Mountain in Washington, United States

Red Face Mountain is a 7141 ft summit in Whatcom County of Washington state.

==Description==
Red Face Mountain is situated 7 mi south of the Canada–United States border in North Cascades National Park, in the Skagit Range of the North Cascades. The nearest higher neighbor is Whatcom Peak, 2.29 mi to the south and Indian Mountain rises 1.14 mi to the west-northwest. Precipitation runoff from the north slope drains into Lake Reveille then Indian Creek, whereas the south slope drains into Tapto Lakes then Brush Creek. Both creeks are tributaries of the Chilliwack River. Although modest in elevation, topographic relief is significant as the summit rises 3800 ft above Indian Creek Valley in 1.5 mile and 2100 ft above Lake Reveille in 0.4 mile. The mountain's descriptive name refers to a large zone of iron oxide-stained rock at the top of the mountain, and the toponym has been officially adopted by the U.S. Board on Geographic Names.

==Climate==
Red Face Mountain is located in the marine west coast climate zone of western North America. Most weather fronts originate in the Pacific Ocean, and travel northeast toward the Cascade Mountains. As fronts approach the North Cascades, they are forced upward by the peaks of the Cascade Range, causing them to drop their moisture in the form of rain or snowfall onto the Cascades. As a result, the west side of the North Cascades experiences high precipitation, especially during the winter months in the form of snowfall. During winter months, weather is usually cloudy, but, due to high pressure systems over the Pacific Ocean that intensify during summer months, there is often little or no cloud cover during the summer. Because of maritime influence, snow tends to be wet and heavy, resulting in high avalanche danger. The months July through September offer the most favorable weather for viewing or climbing this peak.

==Geology==
The North Cascades features some of the most rugged topography in the Cascade Range with craggy peaks, ridges, and deep glacial valleys. Geological events occurring many years ago created the diverse topography and drastic elevation changes over the Cascade Range leading to various climate differences.

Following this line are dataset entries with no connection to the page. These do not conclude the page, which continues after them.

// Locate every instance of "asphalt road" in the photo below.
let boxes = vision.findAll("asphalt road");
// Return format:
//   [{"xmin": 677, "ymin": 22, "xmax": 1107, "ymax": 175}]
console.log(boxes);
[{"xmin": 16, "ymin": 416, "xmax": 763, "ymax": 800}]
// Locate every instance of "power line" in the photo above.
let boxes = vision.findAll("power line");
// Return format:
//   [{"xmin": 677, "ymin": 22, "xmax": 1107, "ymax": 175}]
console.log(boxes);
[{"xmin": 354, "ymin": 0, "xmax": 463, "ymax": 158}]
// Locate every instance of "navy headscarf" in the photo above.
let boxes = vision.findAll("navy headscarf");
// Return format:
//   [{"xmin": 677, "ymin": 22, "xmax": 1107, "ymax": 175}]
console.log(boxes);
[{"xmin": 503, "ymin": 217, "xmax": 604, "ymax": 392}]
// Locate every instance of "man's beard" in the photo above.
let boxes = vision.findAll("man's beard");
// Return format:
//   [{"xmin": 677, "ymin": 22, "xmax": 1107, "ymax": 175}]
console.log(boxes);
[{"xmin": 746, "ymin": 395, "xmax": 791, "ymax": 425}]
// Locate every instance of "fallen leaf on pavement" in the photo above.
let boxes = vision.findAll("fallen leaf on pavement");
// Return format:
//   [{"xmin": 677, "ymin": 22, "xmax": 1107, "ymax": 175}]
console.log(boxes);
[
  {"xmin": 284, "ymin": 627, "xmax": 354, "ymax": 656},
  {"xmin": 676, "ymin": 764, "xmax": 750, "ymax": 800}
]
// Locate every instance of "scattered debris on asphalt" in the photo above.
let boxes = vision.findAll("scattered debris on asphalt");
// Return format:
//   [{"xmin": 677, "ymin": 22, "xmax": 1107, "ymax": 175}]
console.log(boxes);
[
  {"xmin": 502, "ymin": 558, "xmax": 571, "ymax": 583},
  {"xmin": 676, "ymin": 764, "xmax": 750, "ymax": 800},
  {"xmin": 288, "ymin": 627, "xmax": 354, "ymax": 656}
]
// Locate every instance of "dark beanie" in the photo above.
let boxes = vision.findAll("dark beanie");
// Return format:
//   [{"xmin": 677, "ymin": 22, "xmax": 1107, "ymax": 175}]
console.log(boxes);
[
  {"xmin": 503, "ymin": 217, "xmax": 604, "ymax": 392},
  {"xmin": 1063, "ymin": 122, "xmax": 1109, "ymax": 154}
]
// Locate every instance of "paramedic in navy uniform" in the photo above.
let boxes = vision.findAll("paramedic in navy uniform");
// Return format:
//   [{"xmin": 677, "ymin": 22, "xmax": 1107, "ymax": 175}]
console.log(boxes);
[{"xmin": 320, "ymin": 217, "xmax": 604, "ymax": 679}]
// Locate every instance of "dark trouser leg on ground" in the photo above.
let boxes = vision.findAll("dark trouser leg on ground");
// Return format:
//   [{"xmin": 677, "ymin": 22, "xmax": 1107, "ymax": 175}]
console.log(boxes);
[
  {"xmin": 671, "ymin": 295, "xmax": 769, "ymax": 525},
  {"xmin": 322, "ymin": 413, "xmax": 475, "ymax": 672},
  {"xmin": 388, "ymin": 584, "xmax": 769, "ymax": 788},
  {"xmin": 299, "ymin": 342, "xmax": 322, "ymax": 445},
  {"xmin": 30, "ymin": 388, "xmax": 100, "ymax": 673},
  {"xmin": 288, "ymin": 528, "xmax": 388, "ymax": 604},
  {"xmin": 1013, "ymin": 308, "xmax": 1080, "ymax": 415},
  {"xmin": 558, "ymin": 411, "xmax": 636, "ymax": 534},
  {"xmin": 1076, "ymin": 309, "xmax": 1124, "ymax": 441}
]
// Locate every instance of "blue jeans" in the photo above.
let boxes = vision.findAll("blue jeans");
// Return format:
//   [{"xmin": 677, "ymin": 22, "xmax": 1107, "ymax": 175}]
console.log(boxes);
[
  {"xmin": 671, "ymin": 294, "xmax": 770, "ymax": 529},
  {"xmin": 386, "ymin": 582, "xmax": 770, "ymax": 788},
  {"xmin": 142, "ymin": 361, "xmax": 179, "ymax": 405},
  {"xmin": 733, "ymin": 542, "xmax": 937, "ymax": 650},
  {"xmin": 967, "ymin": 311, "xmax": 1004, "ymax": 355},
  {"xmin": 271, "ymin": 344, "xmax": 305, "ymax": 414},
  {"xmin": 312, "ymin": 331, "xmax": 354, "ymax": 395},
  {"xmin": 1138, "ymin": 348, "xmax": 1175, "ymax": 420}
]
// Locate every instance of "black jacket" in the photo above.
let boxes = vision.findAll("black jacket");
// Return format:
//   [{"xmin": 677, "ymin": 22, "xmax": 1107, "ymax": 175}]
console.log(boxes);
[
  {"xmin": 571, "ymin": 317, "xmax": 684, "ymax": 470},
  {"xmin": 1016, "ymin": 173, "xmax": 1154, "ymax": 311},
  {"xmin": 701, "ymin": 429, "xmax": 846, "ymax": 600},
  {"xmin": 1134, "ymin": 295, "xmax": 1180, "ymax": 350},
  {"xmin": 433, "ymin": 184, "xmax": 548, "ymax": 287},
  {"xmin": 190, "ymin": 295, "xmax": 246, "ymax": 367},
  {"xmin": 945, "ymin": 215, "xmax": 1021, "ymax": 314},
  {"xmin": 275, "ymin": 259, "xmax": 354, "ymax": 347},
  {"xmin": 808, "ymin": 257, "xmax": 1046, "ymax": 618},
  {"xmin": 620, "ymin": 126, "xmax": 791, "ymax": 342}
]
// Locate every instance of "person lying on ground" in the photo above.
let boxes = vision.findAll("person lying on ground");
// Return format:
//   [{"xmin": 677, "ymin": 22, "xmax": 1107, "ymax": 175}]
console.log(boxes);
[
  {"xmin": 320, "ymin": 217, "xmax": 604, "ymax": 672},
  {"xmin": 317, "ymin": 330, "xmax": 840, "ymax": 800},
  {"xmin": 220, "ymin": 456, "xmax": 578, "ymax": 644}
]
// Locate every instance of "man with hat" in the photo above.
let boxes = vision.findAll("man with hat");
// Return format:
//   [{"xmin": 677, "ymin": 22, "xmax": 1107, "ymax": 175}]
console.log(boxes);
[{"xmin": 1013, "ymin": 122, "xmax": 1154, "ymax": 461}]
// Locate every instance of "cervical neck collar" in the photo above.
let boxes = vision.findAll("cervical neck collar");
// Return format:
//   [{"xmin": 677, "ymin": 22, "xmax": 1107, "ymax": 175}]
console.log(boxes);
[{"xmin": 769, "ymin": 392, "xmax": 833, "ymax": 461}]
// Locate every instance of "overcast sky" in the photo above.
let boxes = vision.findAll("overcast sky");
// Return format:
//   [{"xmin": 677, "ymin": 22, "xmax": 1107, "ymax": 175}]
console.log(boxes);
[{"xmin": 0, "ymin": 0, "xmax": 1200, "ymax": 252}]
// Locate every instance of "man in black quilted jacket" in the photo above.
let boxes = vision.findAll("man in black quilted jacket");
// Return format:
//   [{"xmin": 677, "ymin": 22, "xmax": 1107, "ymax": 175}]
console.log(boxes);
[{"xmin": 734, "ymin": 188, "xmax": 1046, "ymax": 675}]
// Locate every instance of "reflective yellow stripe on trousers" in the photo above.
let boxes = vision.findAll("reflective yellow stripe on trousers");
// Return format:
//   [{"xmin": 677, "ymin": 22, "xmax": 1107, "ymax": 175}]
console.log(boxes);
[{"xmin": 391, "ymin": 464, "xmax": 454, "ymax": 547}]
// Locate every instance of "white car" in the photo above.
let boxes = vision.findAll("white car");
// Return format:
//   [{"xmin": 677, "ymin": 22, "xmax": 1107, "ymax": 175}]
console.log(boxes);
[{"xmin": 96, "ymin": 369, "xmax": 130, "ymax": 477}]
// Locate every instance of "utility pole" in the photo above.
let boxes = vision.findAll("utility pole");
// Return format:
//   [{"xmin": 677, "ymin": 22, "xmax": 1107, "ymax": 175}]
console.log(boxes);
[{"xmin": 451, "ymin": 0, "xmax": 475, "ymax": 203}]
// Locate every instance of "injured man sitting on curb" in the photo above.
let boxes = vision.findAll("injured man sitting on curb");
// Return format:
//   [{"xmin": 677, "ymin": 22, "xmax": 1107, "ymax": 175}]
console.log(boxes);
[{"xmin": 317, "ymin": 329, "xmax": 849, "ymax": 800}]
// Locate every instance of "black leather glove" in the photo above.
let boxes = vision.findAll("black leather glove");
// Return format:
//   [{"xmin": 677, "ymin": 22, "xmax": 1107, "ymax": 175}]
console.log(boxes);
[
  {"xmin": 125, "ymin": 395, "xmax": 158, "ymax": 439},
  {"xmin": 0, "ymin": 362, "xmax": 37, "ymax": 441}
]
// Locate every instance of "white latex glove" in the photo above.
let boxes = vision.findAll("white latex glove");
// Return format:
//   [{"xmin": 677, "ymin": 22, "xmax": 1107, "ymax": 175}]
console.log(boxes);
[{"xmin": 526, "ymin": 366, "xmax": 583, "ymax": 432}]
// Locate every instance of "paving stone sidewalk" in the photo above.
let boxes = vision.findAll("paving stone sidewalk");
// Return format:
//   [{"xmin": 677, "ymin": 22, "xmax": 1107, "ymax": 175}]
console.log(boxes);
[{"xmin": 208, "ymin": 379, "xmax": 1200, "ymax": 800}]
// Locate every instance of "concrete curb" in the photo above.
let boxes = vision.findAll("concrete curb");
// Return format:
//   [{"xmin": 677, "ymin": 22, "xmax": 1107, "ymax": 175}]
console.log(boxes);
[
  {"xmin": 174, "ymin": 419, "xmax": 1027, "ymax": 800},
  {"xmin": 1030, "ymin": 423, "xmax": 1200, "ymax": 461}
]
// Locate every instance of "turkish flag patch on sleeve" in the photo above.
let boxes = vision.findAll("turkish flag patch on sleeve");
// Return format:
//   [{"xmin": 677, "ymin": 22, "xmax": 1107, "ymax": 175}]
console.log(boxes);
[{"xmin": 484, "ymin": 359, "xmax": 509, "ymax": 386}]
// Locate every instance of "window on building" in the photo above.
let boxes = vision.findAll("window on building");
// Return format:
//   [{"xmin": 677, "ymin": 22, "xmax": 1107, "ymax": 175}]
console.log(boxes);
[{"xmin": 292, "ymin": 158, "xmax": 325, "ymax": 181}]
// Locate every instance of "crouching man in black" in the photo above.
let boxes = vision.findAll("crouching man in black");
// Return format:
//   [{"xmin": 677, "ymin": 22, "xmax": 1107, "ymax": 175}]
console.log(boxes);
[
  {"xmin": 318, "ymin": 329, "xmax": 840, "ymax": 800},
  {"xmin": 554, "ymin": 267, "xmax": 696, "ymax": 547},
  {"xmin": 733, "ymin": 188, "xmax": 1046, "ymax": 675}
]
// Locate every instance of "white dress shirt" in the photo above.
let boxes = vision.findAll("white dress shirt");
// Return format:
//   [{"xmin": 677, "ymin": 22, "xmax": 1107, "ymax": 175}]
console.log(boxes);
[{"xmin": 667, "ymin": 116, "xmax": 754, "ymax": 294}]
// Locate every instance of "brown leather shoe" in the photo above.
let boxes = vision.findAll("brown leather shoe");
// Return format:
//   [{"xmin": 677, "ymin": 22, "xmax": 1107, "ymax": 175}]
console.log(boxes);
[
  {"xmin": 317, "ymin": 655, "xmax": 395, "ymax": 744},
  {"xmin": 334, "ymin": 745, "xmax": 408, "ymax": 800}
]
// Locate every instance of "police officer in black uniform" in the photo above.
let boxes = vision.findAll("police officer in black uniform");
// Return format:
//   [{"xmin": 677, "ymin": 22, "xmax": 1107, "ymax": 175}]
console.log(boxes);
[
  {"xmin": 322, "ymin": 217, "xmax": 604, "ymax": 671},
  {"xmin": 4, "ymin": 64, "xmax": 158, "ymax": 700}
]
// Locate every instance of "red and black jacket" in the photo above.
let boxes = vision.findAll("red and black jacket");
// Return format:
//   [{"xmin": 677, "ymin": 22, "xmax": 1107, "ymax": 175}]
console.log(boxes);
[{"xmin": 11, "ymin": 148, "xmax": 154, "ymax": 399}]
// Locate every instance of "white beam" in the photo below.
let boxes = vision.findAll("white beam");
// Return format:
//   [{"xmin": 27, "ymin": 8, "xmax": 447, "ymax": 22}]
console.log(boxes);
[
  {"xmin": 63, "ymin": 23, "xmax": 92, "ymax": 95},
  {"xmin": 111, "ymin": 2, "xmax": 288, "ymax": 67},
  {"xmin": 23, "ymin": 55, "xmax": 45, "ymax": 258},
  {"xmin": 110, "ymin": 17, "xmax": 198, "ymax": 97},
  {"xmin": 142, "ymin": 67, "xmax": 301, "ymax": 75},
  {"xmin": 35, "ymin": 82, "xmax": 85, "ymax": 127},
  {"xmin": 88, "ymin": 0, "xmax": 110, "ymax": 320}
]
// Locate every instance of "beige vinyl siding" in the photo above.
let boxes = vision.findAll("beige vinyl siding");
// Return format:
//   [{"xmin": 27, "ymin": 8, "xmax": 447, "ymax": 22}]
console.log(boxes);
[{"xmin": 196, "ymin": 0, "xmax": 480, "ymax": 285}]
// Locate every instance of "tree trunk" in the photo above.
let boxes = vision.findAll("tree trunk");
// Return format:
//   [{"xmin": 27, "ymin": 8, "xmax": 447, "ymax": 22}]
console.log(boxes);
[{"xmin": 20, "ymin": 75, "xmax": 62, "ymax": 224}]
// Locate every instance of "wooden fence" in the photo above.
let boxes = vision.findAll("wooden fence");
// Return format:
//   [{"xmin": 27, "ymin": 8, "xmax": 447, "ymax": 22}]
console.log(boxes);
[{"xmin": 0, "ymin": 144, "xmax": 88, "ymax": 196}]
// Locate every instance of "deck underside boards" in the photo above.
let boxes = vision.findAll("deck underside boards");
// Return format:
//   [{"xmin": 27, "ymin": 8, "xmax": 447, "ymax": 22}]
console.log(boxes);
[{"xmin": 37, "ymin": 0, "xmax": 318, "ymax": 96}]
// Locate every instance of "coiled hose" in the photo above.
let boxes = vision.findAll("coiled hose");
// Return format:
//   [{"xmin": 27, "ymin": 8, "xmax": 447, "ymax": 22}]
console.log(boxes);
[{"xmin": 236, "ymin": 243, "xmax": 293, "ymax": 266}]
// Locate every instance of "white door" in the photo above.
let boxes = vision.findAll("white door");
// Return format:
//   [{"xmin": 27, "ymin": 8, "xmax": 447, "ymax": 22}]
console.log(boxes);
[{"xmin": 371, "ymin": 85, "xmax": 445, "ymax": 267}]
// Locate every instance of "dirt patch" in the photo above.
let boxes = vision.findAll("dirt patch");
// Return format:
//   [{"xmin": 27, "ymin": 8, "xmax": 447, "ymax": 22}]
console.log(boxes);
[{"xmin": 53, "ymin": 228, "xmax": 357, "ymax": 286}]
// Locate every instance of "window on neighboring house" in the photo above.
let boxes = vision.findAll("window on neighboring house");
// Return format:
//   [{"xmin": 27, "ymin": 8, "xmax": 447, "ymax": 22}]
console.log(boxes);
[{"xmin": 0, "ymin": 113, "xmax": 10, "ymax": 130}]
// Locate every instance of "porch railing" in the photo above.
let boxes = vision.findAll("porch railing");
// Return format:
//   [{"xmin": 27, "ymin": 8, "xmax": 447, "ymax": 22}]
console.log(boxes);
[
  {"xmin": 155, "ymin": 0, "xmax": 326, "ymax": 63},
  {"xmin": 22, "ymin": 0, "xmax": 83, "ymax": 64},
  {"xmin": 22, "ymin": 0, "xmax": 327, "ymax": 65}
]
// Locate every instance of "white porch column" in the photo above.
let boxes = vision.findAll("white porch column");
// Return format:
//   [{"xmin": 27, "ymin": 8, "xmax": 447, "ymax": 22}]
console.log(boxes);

The history of the formation of the Cascade Mountains dates back millions of years ago to the late Eocene Epoch. With the North American Plate overriding the Pacific Plate, episodes of volcanic igneous activity persisted. In addition, small fragments of the oceanic and continental lithosphere called terranes created the North Cascades about 50 million years ago.

During the Pleistocene period dating back over two million years ago, glaciation advancing and retreating repeatedly scoured and shaped the landscape. The U-shaped cross section of the river valleys is a result of recent glaciation. Uplift and faulting in combination with glaciation have been the dominant processes which have created the tall peaks and deep valleys of the North Cascades area.